Intelligent, alternative comics for the discerning superhero reader, then? But if that's the idea, then lurking in the background is the spectre of DC's existing mature superhero line, Eye Of The Storm. Eye Of The Storm was launched with great publicity and proceeded to bomb immediately. Of course, there are numerous reasons for that - the hopeless misjudgement of the WildStorm audience, the mess DC made of AUTHORITY, the ultra-niche appeal of titles like AUTOMATIC KAFKA. DC Focus is starting from scratch, which may perversely make it easier to attract the sort of audience it wants. Nonetheless, in sales terms, similar comics haven't done terribly well.
It's interesting that DC has chosen DC Focus as its main push at the moment. On the one hand, you've got to admire the nerve of giving so much effort to a clearly uphill fight - launching four completely new titles with no established fanbase at all. But then again, maybe DC has just got an extraordinarily optimistic view of the market.
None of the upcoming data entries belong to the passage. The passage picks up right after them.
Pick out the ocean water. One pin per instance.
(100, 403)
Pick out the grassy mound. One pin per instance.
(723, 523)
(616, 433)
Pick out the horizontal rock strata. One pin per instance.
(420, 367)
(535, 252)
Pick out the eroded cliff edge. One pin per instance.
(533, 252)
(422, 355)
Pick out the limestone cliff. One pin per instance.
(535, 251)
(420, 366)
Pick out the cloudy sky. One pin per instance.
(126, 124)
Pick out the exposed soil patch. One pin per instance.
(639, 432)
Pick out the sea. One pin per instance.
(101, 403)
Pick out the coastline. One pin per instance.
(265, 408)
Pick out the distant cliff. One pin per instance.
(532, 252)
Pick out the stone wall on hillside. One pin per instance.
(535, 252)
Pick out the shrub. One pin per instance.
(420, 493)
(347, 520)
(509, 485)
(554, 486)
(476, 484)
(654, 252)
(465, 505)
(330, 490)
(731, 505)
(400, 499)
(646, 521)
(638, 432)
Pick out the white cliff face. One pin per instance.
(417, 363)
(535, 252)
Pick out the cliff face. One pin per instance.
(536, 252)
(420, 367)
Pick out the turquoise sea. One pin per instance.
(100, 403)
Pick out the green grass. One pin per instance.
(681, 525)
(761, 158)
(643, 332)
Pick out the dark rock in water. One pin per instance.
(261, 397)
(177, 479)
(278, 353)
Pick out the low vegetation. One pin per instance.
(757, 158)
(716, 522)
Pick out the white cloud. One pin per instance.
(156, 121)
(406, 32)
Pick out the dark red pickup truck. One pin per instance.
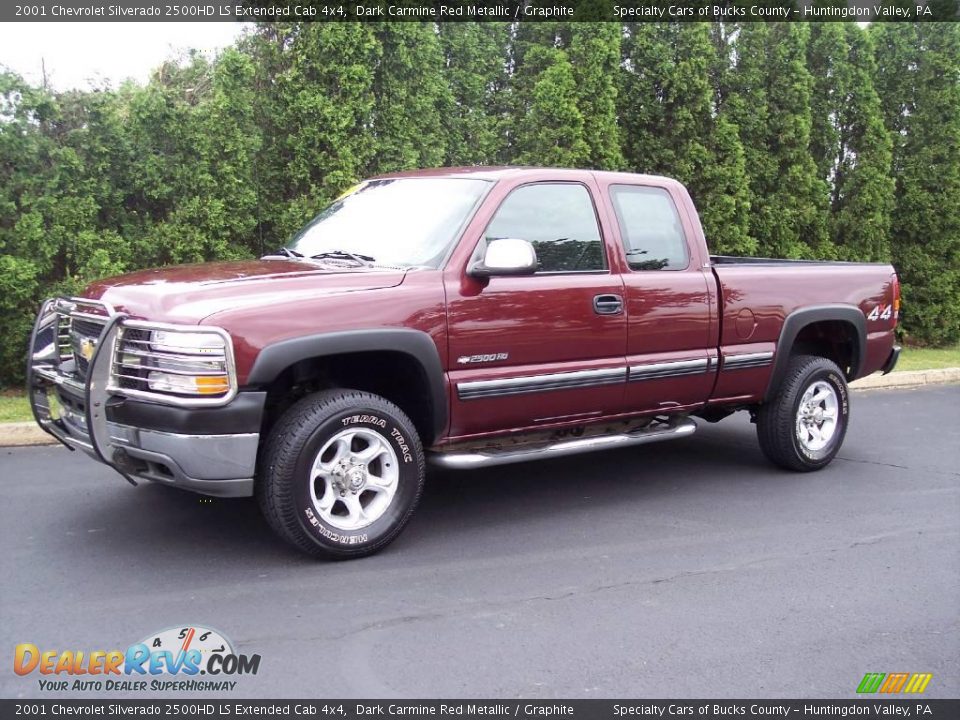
(465, 317)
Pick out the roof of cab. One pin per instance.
(501, 172)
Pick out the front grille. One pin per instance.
(84, 334)
(128, 375)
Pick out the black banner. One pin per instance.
(866, 707)
(481, 10)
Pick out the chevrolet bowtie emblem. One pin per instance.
(86, 348)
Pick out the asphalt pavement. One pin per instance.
(686, 569)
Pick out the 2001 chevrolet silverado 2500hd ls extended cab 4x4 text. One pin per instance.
(467, 317)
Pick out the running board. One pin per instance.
(489, 458)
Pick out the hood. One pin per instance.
(190, 293)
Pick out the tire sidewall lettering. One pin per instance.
(391, 432)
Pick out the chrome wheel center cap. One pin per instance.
(356, 477)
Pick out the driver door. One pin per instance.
(543, 349)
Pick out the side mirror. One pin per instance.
(505, 256)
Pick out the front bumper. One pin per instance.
(141, 440)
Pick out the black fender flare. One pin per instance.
(799, 319)
(274, 359)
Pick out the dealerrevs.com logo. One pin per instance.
(170, 660)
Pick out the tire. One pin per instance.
(341, 474)
(803, 426)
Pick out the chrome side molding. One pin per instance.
(540, 383)
(748, 360)
(674, 368)
(488, 458)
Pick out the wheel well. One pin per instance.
(836, 340)
(396, 376)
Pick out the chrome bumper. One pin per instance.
(218, 465)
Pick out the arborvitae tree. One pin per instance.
(671, 126)
(850, 143)
(412, 98)
(770, 103)
(918, 66)
(315, 98)
(475, 57)
(594, 52)
(548, 126)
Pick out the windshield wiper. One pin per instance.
(284, 252)
(343, 254)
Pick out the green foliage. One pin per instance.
(549, 125)
(475, 57)
(919, 83)
(849, 142)
(771, 105)
(666, 83)
(594, 53)
(795, 140)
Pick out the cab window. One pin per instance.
(650, 227)
(559, 220)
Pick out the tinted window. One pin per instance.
(650, 226)
(560, 222)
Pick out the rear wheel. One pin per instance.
(803, 426)
(341, 475)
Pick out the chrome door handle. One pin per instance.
(608, 304)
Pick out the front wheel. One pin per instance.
(803, 426)
(342, 473)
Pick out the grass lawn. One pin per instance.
(14, 407)
(929, 358)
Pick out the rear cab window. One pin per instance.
(559, 220)
(650, 228)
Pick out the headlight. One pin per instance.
(188, 384)
(175, 364)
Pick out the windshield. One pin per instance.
(398, 221)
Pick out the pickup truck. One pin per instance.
(464, 317)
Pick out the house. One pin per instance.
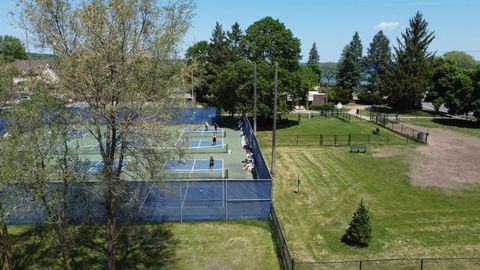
(34, 70)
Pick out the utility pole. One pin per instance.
(255, 98)
(193, 94)
(274, 132)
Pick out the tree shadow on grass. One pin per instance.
(349, 242)
(457, 123)
(139, 246)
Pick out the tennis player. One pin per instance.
(212, 163)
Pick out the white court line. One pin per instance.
(185, 196)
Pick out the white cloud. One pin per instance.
(387, 26)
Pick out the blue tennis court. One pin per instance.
(130, 144)
(202, 196)
(204, 143)
(192, 165)
(202, 131)
(194, 169)
(95, 166)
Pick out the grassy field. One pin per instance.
(458, 125)
(308, 131)
(208, 245)
(407, 221)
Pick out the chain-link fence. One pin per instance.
(387, 264)
(340, 140)
(394, 125)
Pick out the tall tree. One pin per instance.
(350, 65)
(462, 59)
(197, 59)
(218, 48)
(410, 77)
(313, 56)
(475, 106)
(329, 70)
(11, 49)
(313, 65)
(48, 165)
(377, 61)
(7, 196)
(116, 54)
(360, 230)
(234, 39)
(269, 39)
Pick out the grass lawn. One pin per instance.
(309, 130)
(407, 221)
(458, 125)
(203, 245)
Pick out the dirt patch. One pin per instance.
(450, 160)
(389, 152)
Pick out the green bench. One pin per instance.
(358, 148)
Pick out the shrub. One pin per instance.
(315, 107)
(369, 98)
(359, 233)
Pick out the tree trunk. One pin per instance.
(110, 231)
(5, 249)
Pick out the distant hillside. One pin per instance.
(42, 56)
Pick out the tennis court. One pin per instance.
(95, 166)
(202, 132)
(205, 146)
(196, 168)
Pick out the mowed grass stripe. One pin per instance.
(407, 221)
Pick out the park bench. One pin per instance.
(358, 148)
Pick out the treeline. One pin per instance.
(403, 76)
(411, 74)
(223, 67)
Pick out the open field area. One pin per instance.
(408, 221)
(309, 131)
(209, 245)
(458, 125)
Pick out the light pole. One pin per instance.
(193, 94)
(255, 98)
(274, 131)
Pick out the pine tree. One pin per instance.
(234, 38)
(350, 65)
(359, 233)
(313, 57)
(377, 61)
(218, 48)
(410, 77)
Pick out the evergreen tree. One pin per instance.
(410, 77)
(313, 57)
(218, 48)
(350, 65)
(268, 40)
(359, 233)
(377, 61)
(314, 68)
(11, 49)
(234, 39)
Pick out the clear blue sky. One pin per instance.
(331, 24)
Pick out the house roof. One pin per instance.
(35, 66)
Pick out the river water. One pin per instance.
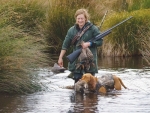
(56, 99)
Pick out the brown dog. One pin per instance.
(103, 83)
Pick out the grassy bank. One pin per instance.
(22, 45)
(129, 39)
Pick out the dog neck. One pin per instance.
(93, 82)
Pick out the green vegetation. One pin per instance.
(31, 29)
(129, 39)
(22, 45)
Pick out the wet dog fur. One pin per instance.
(90, 82)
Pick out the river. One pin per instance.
(56, 99)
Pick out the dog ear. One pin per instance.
(86, 86)
(102, 90)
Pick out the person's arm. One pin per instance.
(60, 60)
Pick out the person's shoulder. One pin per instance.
(71, 28)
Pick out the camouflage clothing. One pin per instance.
(90, 33)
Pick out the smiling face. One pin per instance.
(81, 20)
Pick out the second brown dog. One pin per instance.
(101, 84)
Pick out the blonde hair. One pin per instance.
(84, 12)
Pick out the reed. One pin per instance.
(127, 39)
(22, 45)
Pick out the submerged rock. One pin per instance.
(57, 69)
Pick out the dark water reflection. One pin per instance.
(56, 99)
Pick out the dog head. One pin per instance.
(81, 86)
(87, 77)
(90, 80)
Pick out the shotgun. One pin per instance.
(73, 56)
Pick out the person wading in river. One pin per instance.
(84, 30)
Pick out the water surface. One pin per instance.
(56, 99)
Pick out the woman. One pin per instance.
(82, 21)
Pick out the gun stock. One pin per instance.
(73, 56)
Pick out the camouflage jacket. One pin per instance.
(90, 33)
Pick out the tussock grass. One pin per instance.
(22, 45)
(129, 38)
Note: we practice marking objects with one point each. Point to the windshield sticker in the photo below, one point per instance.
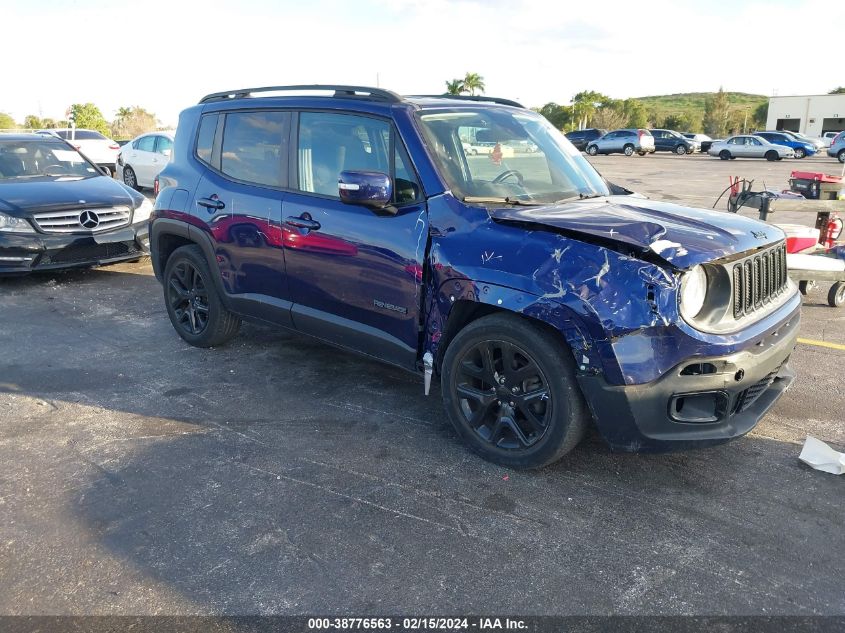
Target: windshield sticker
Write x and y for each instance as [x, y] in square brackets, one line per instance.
[67, 156]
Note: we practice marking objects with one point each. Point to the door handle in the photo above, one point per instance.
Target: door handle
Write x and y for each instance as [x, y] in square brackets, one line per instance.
[211, 203]
[302, 222]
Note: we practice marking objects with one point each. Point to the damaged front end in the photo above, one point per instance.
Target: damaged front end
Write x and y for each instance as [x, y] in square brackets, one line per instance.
[680, 330]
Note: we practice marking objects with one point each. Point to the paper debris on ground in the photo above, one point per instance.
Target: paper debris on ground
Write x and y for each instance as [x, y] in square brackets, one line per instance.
[821, 457]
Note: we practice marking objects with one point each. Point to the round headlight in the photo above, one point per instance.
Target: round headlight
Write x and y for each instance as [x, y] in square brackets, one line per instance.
[693, 292]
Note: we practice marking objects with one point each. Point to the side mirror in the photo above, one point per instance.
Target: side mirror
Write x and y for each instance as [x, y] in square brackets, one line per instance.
[367, 188]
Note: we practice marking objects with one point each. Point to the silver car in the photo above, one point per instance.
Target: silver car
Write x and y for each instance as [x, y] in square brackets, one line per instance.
[749, 146]
[837, 147]
[623, 142]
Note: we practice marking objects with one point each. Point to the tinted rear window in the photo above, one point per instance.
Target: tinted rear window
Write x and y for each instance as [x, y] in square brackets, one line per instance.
[83, 135]
[205, 138]
[254, 144]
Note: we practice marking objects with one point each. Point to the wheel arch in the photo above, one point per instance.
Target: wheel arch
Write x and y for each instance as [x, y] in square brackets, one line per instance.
[460, 302]
[166, 235]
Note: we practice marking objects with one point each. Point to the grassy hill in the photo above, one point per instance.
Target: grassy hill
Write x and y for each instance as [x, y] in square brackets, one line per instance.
[692, 103]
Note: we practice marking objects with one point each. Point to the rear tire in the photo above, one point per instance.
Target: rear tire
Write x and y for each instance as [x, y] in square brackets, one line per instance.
[836, 295]
[193, 304]
[510, 391]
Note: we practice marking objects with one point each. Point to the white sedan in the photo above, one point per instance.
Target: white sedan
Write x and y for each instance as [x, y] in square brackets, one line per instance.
[749, 146]
[141, 159]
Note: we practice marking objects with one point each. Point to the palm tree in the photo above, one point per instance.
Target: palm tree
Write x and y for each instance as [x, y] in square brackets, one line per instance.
[473, 82]
[454, 87]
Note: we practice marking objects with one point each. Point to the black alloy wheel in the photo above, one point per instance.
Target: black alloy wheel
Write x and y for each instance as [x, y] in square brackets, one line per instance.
[188, 298]
[503, 395]
[193, 302]
[511, 392]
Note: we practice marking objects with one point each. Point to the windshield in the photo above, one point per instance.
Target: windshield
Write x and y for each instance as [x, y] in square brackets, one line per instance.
[497, 153]
[45, 158]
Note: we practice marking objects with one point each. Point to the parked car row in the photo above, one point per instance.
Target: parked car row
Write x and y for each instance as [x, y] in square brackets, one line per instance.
[141, 160]
[769, 144]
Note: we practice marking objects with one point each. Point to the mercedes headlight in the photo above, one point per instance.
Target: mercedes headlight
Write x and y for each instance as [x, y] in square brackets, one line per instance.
[693, 292]
[142, 213]
[11, 224]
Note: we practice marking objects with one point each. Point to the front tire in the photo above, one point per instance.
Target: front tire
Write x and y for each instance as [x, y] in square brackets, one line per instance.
[510, 391]
[193, 303]
[130, 179]
[836, 295]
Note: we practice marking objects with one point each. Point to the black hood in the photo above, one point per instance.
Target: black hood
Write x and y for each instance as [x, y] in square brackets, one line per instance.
[25, 197]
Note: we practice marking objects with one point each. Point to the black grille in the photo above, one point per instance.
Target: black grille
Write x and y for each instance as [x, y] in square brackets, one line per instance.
[90, 253]
[748, 397]
[758, 279]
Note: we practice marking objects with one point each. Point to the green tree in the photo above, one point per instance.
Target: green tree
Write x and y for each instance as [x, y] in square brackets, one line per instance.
[585, 104]
[760, 115]
[635, 113]
[130, 122]
[558, 115]
[716, 112]
[7, 122]
[455, 87]
[89, 117]
[610, 115]
[473, 82]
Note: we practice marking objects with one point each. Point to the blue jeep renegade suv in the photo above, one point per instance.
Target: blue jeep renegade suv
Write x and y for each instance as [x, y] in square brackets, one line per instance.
[543, 297]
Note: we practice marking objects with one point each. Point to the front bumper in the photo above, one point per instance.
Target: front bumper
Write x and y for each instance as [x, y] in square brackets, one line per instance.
[672, 412]
[28, 253]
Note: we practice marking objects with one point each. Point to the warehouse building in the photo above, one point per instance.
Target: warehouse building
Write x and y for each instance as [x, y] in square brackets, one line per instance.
[812, 115]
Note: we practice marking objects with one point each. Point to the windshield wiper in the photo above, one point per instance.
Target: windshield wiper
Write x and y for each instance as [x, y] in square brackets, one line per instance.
[580, 196]
[495, 200]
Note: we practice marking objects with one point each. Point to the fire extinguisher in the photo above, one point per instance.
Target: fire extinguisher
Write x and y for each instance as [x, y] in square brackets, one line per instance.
[833, 231]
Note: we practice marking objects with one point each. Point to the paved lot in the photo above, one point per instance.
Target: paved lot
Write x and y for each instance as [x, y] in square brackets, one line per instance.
[276, 475]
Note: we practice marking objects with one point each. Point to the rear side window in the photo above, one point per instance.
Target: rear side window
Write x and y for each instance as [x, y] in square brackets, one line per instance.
[205, 137]
[331, 143]
[89, 135]
[146, 144]
[254, 145]
[163, 145]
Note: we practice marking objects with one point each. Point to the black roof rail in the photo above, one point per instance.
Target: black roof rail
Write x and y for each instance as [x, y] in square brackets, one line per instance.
[348, 92]
[482, 98]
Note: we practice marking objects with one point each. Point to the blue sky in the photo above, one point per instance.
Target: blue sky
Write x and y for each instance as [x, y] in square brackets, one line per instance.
[165, 55]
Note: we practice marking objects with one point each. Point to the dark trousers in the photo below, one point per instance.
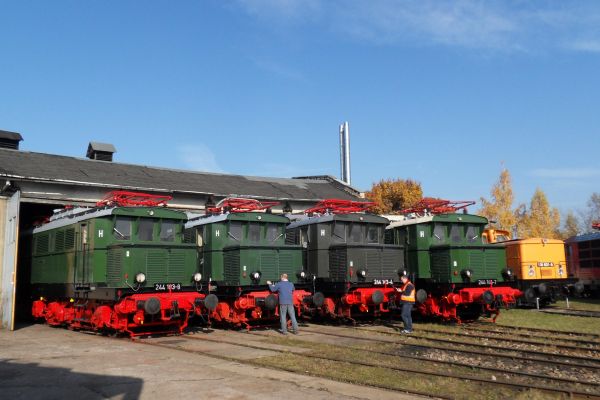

These look very much like titles whose primary appeal will be to the existing direct market audience (and even then, only a fairly small segment). Producing decent books for that audience is all well and good, so far as it goes. But it's a strangely marginal project to be getting quite so much attention.
Maybe those at DC see more commercial potential in these titles than I do - after all, they've had the advantage of reading them. Maybe they see film potential, or bookstore audiences (though western-style comics with superpowers hardly seem the best way to reach that market). Personally, I'm looking forward to reading the books. But then, I fall into a rather narrow demographic - the sort of people who read SLEEPER. That strikes me as the natural audience for these titles. They have the hallmarks of a line destined for critical acclaim and tiny sales.
DC must be seeing more than that, given the amount of promotion DC Focus has received. But from what we've seen so far, DC may be being optimistic.